付録A Ceph ブロックデバイス設定の参照

ストレージ管理者は、利用可能なさまざまなオプションで、Ceph ブロックデバイスの動作を微調整できます。この参照を使用して、デフォルトの Ceph ブロックデバイスオプションや Ceph ブロックデバイスキャッシュオプションなどを表示できます。

A.1. 前提条件

  • 稼働中の Red Hat Ceph Storage クラスターがある。

A.2. ブロックデバイスのデフォルトオプション

イメージを作成するデフォルト設定を上書きできます。Ceph は、2 のフォーマットでイメージを作成し、ストライピングを行わずにイメージを作成します。

rbd_default_format
詳細
その他の形式が指定されていない場合のデフォルト形式 (2)。フォーマット 1 は、librbd および カーネルモジュールの全バージョンと互換性がある新しいイメージの元の形式ですが、クローンなどの新しい機能をサポートしません。
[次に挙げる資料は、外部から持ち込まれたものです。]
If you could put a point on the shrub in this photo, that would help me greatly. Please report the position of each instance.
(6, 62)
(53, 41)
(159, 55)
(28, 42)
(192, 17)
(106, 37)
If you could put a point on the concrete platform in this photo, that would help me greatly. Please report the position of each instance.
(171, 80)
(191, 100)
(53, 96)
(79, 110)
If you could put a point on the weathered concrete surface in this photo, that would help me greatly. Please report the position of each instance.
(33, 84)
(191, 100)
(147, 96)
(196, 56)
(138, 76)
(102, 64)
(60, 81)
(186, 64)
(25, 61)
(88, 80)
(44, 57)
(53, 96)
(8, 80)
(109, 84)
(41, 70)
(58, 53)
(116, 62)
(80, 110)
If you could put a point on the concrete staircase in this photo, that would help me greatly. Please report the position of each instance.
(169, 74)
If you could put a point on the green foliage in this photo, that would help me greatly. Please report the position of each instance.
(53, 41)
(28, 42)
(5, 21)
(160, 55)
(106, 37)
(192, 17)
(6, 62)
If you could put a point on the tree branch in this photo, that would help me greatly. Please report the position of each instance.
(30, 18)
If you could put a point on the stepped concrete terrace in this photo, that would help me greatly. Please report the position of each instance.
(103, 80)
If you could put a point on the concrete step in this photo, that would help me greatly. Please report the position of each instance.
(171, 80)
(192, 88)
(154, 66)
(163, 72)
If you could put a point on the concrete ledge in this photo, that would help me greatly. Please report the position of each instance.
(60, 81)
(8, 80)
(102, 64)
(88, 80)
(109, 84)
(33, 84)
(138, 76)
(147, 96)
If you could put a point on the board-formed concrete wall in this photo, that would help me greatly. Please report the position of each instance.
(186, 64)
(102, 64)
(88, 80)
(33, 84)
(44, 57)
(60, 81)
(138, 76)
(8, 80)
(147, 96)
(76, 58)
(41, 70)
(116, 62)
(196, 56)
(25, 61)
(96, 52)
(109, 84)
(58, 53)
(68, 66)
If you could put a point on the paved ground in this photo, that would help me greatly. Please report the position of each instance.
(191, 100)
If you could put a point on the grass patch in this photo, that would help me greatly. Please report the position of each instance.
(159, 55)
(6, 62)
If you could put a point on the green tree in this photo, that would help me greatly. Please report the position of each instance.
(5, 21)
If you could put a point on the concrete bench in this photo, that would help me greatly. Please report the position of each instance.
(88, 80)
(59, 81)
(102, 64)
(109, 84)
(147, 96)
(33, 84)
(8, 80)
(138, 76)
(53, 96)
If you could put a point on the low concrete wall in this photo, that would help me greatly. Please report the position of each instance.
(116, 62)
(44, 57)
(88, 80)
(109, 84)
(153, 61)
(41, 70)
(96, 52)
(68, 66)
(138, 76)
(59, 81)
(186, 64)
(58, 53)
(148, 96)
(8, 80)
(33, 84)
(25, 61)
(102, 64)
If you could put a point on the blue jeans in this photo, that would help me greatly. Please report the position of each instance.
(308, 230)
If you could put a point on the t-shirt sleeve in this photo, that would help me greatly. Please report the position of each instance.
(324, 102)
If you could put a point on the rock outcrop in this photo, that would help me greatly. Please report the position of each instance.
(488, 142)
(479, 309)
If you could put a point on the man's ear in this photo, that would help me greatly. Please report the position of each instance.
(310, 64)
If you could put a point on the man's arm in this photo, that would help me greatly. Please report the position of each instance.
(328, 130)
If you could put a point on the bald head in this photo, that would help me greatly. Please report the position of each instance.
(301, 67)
2 形式は、librbd およびカーネルモジュールバージョン 3.11 以降でサポートされます (ストライピングを除く)。フォーマット 2 により、クローン作成のサポートが追加され、今後より簡単に機能性を持たせることができます。
整数
デフォルト
2
rbd_default_order
詳細
他の順序が指定されていない場合のデフォルトの順番です。
整数
デフォルト
22
rbd_default_stripe_count
詳細
他のストライプ数が指定されていない場合、デフォルトのストライプ数。デフォルト値を変更するには、v2 機能の削除が必要です。
64 ビット未署名の整数
デフォルト
0
rbd_default_stripe_unit
詳細
他のストライプユニットが指定されていない場合は、デフォルトのストライプユニットです。単位を 0 (オブジェクトサイズ) から変更するには、v2 ストライピング機能が必要です。
64 ビット未署名の整数
デフォルト
0
rbd_default_features
詳細

ブロックデバイスイメージの作成時にデフォルトの機能が有効になります。この設定は、2 つのイメージのみに適用されます。設定は以下のとおりです。

1: レイヤーサポート。レイヤー化により、クローンを使用できます。

2: v2 サポートのストライピング。ストライピングは、データを複数のオブジェクト全体に分散します。ストライピングは、連続の読み取り/書き込みワークロードの並行処理に役立ちます。

4: 排他的ロックのサポート。有効にすると、書き込みを行う前にクライアントがオブジェクトのロックを取得する必要があります。

8: オブジェクトマップのサポート。ブロックデバイスはシンプロビジョニングされており、実際に存在するデータのみを保存します。オブジェクトマップのサポートは、実際に存在するオブジェクト (ドライブに格納されているデータ) を追跡するのに役立ちます。オブジェクトマップを有効にすると、クローン作成用の I/O 操作が高速化され、スパースに設定されたイメージのインポートおよびエクスポートが実行されます。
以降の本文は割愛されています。